Noting that I had some suggestions for the Sunday morning shows, a media beat reporter recently asked me if I had any advice for CNN about what to do in prime-time. (See How to Fix CNN by The Politico’s Michael Calderone.)
The occasion for asking was this report, CNN Fails to Stop Fall in Ratings. “CNN continued what has become a precipitous decline in ratings for its prime-time programs in the first quarter of 2010, with its main hosts losing almost half their viewers in a year.” Anderson Cooper, currently the face of the brand, sometimes loses in the ratings to re-runs of MSNBC’s “Countdown.”
And yet, “CNN executives have steadfastly said that they will not change their approach to prime-time programs, which are led by hosts not aligned with any partisan point of view.”

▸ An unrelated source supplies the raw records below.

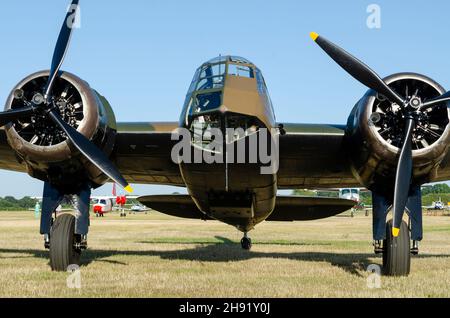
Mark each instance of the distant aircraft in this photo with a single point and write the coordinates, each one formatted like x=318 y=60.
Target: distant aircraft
x=106 y=204
x=139 y=208
x=436 y=205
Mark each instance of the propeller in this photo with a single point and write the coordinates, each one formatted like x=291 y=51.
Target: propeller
x=62 y=45
x=369 y=78
x=48 y=108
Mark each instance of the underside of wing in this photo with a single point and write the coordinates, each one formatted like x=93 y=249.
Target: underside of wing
x=286 y=209
x=313 y=156
x=143 y=153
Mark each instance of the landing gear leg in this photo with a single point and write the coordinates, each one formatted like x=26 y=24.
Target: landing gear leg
x=246 y=242
x=82 y=217
x=397 y=251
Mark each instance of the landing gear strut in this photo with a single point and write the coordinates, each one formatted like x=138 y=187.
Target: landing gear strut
x=397 y=251
x=246 y=242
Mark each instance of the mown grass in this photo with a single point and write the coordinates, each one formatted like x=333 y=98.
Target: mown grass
x=158 y=256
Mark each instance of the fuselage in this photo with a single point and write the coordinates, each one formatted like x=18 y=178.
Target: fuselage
x=230 y=119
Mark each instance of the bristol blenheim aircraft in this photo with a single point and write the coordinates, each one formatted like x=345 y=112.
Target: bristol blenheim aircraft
x=61 y=131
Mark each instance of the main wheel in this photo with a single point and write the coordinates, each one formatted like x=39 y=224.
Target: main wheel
x=62 y=239
x=397 y=251
x=246 y=243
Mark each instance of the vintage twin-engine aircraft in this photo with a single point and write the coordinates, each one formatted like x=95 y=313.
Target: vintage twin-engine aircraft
x=63 y=132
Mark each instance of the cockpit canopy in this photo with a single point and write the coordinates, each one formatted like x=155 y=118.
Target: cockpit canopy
x=206 y=90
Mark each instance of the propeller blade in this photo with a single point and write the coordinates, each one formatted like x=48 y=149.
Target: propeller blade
x=60 y=51
x=403 y=178
x=90 y=151
x=14 y=114
x=357 y=69
x=435 y=101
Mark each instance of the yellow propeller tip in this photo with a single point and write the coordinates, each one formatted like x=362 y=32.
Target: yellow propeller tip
x=395 y=232
x=314 y=36
x=129 y=189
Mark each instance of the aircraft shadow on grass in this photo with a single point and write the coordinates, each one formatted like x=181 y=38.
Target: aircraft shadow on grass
x=224 y=250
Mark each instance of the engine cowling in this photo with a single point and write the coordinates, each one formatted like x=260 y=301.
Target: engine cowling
x=376 y=130
x=43 y=147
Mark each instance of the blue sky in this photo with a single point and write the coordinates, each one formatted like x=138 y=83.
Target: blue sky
x=142 y=54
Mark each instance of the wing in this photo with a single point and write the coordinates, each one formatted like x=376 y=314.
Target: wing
x=286 y=209
x=313 y=156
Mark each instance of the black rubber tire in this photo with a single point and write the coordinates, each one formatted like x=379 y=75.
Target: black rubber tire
x=397 y=251
x=62 y=251
x=246 y=244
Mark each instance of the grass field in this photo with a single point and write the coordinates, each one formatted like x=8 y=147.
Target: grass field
x=157 y=256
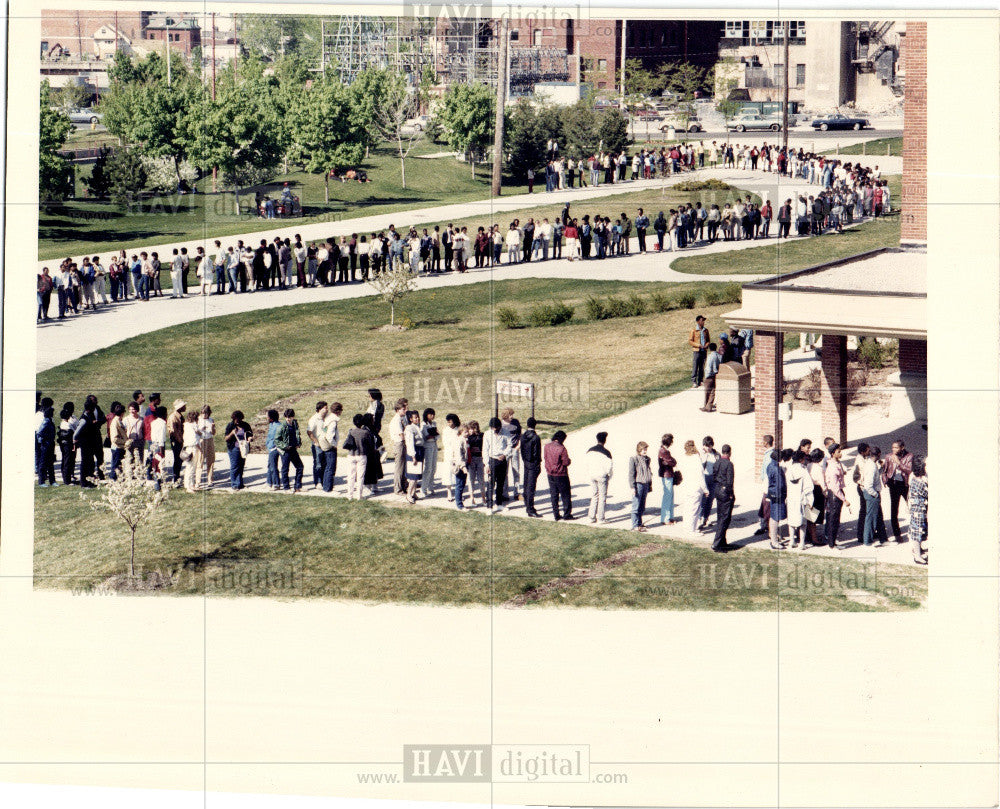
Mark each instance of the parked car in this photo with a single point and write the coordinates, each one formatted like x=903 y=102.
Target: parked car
x=84 y=116
x=838 y=121
x=415 y=126
x=751 y=121
x=693 y=124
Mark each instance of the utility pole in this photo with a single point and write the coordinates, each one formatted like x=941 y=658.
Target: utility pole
x=784 y=111
x=215 y=169
x=624 y=23
x=502 y=78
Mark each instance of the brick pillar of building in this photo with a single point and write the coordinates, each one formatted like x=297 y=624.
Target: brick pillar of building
x=769 y=384
x=913 y=357
x=914 y=202
x=833 y=388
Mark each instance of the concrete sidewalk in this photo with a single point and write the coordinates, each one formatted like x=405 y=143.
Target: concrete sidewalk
x=679 y=415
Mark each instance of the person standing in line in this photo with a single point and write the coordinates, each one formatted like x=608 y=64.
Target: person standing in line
x=530 y=447
x=777 y=492
x=836 y=498
x=640 y=479
x=557 y=463
x=666 y=464
x=477 y=471
x=698 y=340
x=237 y=435
x=496 y=451
x=287 y=442
x=273 y=454
x=896 y=476
x=329 y=439
x=599 y=470
x=457 y=454
x=397 y=429
x=712 y=366
x=723 y=478
x=429 y=433
x=693 y=471
x=917 y=529
x=512 y=429
x=175 y=428
x=359 y=445
x=45 y=436
x=414 y=446
x=313 y=431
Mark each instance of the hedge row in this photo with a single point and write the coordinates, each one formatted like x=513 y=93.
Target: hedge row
x=634 y=305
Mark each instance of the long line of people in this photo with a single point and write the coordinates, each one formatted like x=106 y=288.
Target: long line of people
x=803 y=490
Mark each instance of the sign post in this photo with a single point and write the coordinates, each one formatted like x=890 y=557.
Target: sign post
x=506 y=387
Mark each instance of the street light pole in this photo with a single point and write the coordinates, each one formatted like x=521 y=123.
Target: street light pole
x=503 y=73
x=784 y=111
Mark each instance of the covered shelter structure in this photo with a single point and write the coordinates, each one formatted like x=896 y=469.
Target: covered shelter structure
x=879 y=294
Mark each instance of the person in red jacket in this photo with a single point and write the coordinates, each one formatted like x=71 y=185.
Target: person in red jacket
x=557 y=462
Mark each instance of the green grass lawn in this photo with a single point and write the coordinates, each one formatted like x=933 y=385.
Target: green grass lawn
x=890 y=147
x=79 y=227
x=251 y=361
x=798 y=254
x=293 y=547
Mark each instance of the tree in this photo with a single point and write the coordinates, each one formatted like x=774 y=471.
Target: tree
x=53 y=168
x=467 y=116
x=126 y=175
x=323 y=131
x=525 y=146
x=99 y=181
x=393 y=285
x=687 y=81
x=130 y=499
x=726 y=80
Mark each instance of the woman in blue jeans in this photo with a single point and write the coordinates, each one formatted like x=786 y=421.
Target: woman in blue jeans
x=640 y=478
x=667 y=462
x=237 y=430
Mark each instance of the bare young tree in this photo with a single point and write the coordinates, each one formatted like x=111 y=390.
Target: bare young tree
x=131 y=498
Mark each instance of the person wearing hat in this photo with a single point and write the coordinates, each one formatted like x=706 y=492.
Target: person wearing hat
x=175 y=431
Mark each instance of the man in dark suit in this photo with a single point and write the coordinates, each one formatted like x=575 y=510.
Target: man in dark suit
x=530 y=447
x=724 y=476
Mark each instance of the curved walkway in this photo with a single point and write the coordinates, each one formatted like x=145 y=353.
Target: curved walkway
x=62 y=341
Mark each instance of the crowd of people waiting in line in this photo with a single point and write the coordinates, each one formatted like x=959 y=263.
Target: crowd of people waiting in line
x=803 y=489
x=849 y=192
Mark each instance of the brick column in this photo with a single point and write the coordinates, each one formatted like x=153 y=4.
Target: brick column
x=913 y=356
x=768 y=349
x=833 y=388
x=913 y=229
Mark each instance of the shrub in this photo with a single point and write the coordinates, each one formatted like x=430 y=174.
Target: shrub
x=509 y=318
x=596 y=309
x=635 y=305
x=550 y=314
x=660 y=302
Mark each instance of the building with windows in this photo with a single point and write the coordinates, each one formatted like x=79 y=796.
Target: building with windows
x=831 y=62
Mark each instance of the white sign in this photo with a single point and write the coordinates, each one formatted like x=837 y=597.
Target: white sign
x=508 y=388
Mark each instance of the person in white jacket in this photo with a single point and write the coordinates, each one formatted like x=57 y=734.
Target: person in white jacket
x=599 y=470
x=693 y=475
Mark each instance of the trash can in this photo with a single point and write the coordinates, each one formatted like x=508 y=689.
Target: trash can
x=732 y=389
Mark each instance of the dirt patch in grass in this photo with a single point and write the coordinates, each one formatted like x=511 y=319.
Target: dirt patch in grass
x=582 y=575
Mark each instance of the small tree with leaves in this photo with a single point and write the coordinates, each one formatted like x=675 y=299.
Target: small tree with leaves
x=393 y=285
x=131 y=499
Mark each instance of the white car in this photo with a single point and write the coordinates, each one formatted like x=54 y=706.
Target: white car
x=414 y=126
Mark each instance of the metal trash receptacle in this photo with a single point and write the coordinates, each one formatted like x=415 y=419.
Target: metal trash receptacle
x=732 y=389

So this is what I told the reporter:
Almost every time I see this subject addressed CNN is placed in a mental lock box by media reporters who share a component of its ideology but of course don’t acknowledge that. The shared component is that the View from Nowhere, also called “straight news,” is inherently superior and always preferable.
But audiences seem to like their news delivered with opinion: right wing in the case of Fox, left leaning in the case of MSNBC, these reporters say. And so the choice is framed: whether to continue with the journalistically superior “we don’t have a view, we’re just giving it to you straight” coverage, which is sometimes called “hard news,” or to cave into a ratings-driven trend: ideologically inflected news.
But not everything in the world fits into that frame. A few thoughts that don’t…
Maybe the View from Nowhere has failed, not because audiences want opinion rather than news but because the Voice of God isn’t as convincing as it once was. From this point of view, nothing will improve at CNN until the people running the news report consider that viewlessness may not be an advantage but ideology-in-command is not the only alternative.
Maybe what Anderson Cooper calls “keeping ‘em honest” journalism has failed at CNN because the way the network operates most of the time it practices “leave it there” journalism, as Jon Stewart so brilliantly explained.
My alt line-up for CNN prime time looks like this: (Please excuse my jokey titles…)
- 7 pm: Leave Jon King in prime time and rename his show Politics is Broken. It should be an outside-in show. Make it entirely about bringing into the conversation dominated by Beltway culture and Big Media people who are outsiders to Beltway culture and Big Media and who think the system is broken. No Bill Bennett, no Gloria Borger, no “Democratic strategists,” no Tucker Carlson. Do it in the name of balance. But in this case voices from the sphere of deviance balance the Washington consensus.
- 8 pm: Thunder on the Right. A news show hosted by an extremely well informed, free-thinking and rational liberal that mostly covers the conservative movement and Republican coalition… and where the majority of the guests (but not all) are right leaning. The television equivalent of the reporting Dave Wiegel does.
- 9 pm: Left Brained. Flip it. A news show hosted by an extremely well informed, free-thinking and rational conservative that mostly covers liberal thought and the tensions in the Democratic party…. and where the majority of the guests (but not all) are left leaning.
- 10 pm: Fact Check An accountability show with major crowdsourcing elements to find the dissemblers and cheaters. The week’s most outrageous lies, gimme-a-break distortions and significant misstatements with no requirement whatsoever to make it come out equal between the two parties on any given day, week, month, season, year or era. CNN’s answer to Jon Stewart.
- 11 pm.: Liberty or death: World’s first news program from a libertarian perspective, with all the unpredictablity and mix-it-up moxie that libertarians at their best provide. Co-produced with Reason magazine.
Now that’s a line-up that doesn’t pretend the View from Nowhere is superior and doesn’t turn CNN into MSNBC or Fox. Get it?